How to correctly parse the SMILES of the PubChem dataset?
raimis opened this issue · comments
The SMILES of the PubChem dataset are generated with OpenFF-Toolkit (https://github.com/openmm/spice-dataset/blob/main/pubchem/createPubchem.py). So, Molecule
from OpenFF-Toolkit should be able read them correctly, but this isn't a case.
Get a SMILES:
import h5py
h5 = h5py.File('pubchem/pubchem-1-2500.hdf5')

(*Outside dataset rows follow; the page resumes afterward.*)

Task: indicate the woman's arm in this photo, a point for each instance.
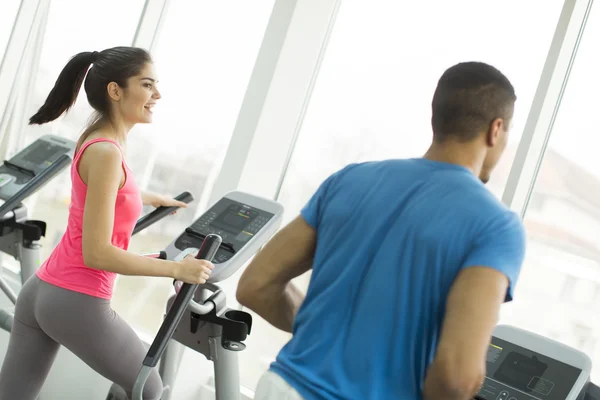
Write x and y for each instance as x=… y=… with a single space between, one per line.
x=101 y=169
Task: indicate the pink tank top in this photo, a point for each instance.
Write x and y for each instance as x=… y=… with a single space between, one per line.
x=65 y=267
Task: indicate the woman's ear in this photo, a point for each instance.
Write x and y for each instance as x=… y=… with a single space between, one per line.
x=114 y=91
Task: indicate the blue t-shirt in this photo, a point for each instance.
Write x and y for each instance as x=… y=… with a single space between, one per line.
x=391 y=238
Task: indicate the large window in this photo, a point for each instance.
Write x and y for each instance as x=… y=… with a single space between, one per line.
x=372 y=99
x=204 y=58
x=558 y=294
x=8 y=12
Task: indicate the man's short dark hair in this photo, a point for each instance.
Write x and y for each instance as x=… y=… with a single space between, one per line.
x=468 y=97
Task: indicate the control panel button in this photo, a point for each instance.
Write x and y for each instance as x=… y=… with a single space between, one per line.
x=503 y=395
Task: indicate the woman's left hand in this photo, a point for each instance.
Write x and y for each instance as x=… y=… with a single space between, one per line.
x=158 y=200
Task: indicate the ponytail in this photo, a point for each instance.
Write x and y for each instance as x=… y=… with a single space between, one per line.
x=65 y=90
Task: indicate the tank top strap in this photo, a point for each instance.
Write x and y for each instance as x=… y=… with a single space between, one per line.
x=87 y=144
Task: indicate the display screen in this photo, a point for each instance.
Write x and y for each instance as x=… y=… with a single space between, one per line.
x=39 y=156
x=515 y=373
x=235 y=218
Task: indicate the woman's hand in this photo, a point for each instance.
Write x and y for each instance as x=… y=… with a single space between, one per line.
x=192 y=270
x=157 y=200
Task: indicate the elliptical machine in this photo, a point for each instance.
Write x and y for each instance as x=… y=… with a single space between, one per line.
x=197 y=317
x=20 y=177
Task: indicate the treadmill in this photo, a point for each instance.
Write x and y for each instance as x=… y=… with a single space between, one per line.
x=522 y=365
x=20 y=177
x=229 y=233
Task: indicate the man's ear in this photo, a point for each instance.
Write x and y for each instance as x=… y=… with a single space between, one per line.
x=114 y=91
x=494 y=132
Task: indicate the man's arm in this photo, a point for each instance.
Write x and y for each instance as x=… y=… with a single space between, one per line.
x=486 y=280
x=265 y=287
x=472 y=311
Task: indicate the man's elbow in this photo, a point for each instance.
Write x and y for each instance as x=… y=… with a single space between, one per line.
x=454 y=380
x=246 y=293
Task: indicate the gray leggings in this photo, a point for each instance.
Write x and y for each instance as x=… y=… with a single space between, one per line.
x=46 y=317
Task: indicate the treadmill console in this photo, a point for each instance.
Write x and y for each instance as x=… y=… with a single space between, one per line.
x=31 y=161
x=524 y=366
x=244 y=222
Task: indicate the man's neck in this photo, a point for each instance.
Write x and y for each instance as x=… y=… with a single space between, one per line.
x=465 y=154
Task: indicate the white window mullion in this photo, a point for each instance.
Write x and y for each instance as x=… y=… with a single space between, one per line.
x=546 y=103
x=22 y=39
x=277 y=95
x=151 y=21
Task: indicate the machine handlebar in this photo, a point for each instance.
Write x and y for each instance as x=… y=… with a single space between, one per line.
x=160 y=213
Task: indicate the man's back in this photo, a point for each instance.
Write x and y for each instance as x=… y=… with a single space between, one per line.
x=391 y=238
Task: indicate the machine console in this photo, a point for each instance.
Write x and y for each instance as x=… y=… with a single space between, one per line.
x=244 y=222
x=32 y=161
x=524 y=366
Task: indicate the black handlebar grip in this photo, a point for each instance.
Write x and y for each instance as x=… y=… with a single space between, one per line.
x=207 y=251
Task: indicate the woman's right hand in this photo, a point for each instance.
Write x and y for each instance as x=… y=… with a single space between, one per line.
x=192 y=270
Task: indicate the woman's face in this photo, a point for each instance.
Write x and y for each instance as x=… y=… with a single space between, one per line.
x=140 y=96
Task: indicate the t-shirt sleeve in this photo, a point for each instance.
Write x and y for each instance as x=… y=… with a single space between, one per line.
x=502 y=247
x=312 y=211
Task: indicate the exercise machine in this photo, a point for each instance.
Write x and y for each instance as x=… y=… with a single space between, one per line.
x=20 y=177
x=228 y=234
x=522 y=365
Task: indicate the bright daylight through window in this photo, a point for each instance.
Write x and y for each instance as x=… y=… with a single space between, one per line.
x=559 y=290
x=8 y=12
x=372 y=98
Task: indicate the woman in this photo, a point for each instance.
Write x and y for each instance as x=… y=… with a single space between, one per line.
x=68 y=301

smiles = h5['103914790']['smiles'][0]
print(smiles)
b'[N:1]1=[C:2]2[N:3]([C:5]([H:17])([H:18])[C:4]1([H:15])[H:16])[C:12]1([H:30])[C:8]([H:23])([H:24])[C:13]3([H:31])[C:6]([H:19])([H:20])[C:11]2([H:29])[C:7]([H:21])([H:22])[C:14]([H:32])([C:9]1([H:25])[H:26])[C:10]3([H:27])[H:28]'
Parse the SMILES and print elements:
from openff.toolkit.topology import Molecule
mol = Molecule.from_smiles(smiles, hydrogens_are_explicit=True, allow_undefined_stereo=True)
print([atom.element.symbol for atom in mol.atoms])
['N', 'C', 'N', 'C', 'H', 'H', 'C', 'H', 'H', 'C', 'H', 'C', 'H', 'H', 'C', 'H', 'C', 'H', 'H', 'C', 'H', 'C', 'H', 'H', 'C', 'H', 'C', 'H', 'H', 'C', 'H', 'H']
Despite the SMILES contains the explicit hydrogen and atom indices, the order of atom doesn't match, e.g. the 5th atom in the SMILE is C
, but in the molecule it is H
.
Hi @raimis , please use Molecule.from_mapped_smiles()
which retains the atom mapping.
mol = Molecule.from_mapped_smiles(smiles, allow_undefined_stereo=True)
@pavankum thanks! I haven't noticed that in the documentation.
Thank you for the feedback, we will make sure to update the documentation.